Why are American Express shares down today?

Despite hitting an all-time high, spending growth, nonetheless, slowed down versus the prior quarter.

The stock is responding also to $15.05 billion in revenue net of interest expense that came in shy of Street estimates. Still, Betsy Graseck – a Morgan Stanley analyst remains bullish on AMEX.

 

Our top pick in this space is American Express, which we expect to continue benefitting from an ongoing travel and entertainment boom.

For the full financial year, American Express continues to see up to 17% growth in revenue on $11 per share to $11.40 per share of earnings, as per the press release.   

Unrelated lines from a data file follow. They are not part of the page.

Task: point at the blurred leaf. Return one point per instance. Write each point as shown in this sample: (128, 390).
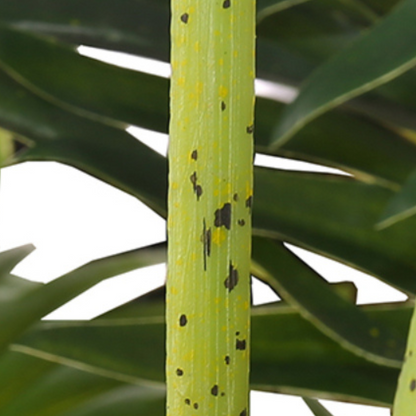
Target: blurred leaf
(50, 133)
(355, 70)
(316, 408)
(369, 150)
(25, 302)
(402, 205)
(130, 98)
(289, 355)
(317, 302)
(6, 145)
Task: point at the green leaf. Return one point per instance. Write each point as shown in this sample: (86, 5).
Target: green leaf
(289, 355)
(357, 69)
(27, 302)
(316, 408)
(130, 98)
(335, 216)
(401, 206)
(317, 302)
(369, 150)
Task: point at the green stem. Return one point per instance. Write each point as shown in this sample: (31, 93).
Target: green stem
(210, 197)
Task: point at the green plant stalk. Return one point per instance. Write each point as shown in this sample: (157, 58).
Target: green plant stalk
(210, 199)
(405, 398)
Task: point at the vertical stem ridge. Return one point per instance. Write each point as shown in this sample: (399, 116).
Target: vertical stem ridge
(210, 197)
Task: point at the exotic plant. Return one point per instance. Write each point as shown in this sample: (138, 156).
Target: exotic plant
(352, 63)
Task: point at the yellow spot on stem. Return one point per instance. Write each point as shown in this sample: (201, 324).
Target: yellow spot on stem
(222, 91)
(374, 332)
(199, 87)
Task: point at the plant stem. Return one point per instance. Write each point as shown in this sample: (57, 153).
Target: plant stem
(210, 198)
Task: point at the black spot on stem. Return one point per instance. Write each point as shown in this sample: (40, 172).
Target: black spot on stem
(197, 188)
(206, 240)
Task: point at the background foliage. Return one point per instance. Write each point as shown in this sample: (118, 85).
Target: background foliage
(353, 62)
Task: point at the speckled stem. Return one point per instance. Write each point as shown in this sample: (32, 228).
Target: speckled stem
(405, 400)
(210, 199)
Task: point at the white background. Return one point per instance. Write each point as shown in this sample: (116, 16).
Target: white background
(73, 218)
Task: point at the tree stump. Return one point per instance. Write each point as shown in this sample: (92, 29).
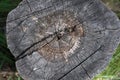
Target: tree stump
(62, 39)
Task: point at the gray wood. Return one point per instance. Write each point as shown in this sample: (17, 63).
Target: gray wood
(62, 39)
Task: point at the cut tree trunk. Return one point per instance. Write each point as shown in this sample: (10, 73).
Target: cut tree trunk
(62, 39)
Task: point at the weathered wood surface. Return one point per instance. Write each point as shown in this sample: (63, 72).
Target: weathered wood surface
(38, 33)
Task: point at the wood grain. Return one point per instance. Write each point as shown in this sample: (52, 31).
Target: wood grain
(62, 39)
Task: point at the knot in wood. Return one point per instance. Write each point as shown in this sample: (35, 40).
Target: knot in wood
(66, 32)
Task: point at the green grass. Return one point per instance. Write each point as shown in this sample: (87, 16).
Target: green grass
(112, 72)
(7, 5)
(113, 69)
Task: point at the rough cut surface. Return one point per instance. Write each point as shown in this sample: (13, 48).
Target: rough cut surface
(62, 39)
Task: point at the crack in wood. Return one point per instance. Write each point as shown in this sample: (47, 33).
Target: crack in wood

Notable figures in AMEX Q2 earnings report

  • Earned $2.17 billion versus the year-ago $1.96 billion
  • Per-share earnings also climbed from $2.57 to $2.89
  • FactSet consensus was for $2.81 of earnings per share
  • Networks volumes jumped 8.0% YoY to $427 billion
  • Provisions for credit losses stood at $1.20 billion


Is it worth investing in AXP?

American Express also revealed today that 70% of new accounts in Q2 were from its premium offerings. More importantly, CFO Jeffrey Campbell said delinquency rates remain unchanged versus the prior quarter and signs of credit stress were not evident either.

Morgan Stanley’s Graseck sees upside in AMEX to $188 that suggests more than a 10% gain from here. The stock is already up nearly 15% versus the start of the year.

On Friday, the card issuer also announced a 10-year extension on its partnership with Hilton Worldwide.